Wpływy ze składek na ubezpieczenie społeczne są wyższe od założeń. A to oznacza, że koszty obniżenia wieku emerytalnego nie będę dla budżetu państwa zbyt duże.
W pierwszej połowie roku wpływy na Fundusz Ubezpieczeń społecznych sięgnęły prawie 84 mld zł. To o ok. 9 proc., czyli 7 mld zł więcej niż rok wcześniej w tym okresie – wynika z danych ZUS przekazanych „Rzeczpospolitej”.
– To wysoki wzrost, biorąc pod uwagę obniżenie wieku emerytalnego, co spowodowało, że tysiące osób przeszło na przyspieszoną emeryturę – komentuje Wiktor Wojciechowski, główny ekonomista Plus Banku. Przywrócenie wieku emerytalnego – 60 lat dla kobiet i 65 lat dla mężczyzn (wobec reformy zakładającej stopniowe wydłużenia wieku do 67 lat dla wszystkich) – nastąpiło od 1 października 2017 r.
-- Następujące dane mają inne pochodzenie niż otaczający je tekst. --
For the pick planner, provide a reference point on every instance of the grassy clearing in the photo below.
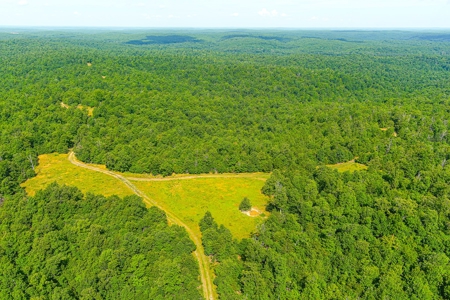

W IV kwartale ze swojego prawa do wcześniejszego odpoczynku skorzystało 357,1 tys. osób, a w okresie styczeń–maj tego roku – kolejne 104,5 tys. osób. Efekt jest taki, że dynamicznie zaczęła rosnąć także liczba emerytów ogółem. Jeszcze na koniec maja 2017 r. było ich 7,73 mln, czyli o 30 tys. więcej niż rok wcześniej. Na koniec zaś maja 2018 r. – liczba ta wynosiła nieco ponad 8 mln, czyli prawie 270 tys. więcej niż rok wcześniej.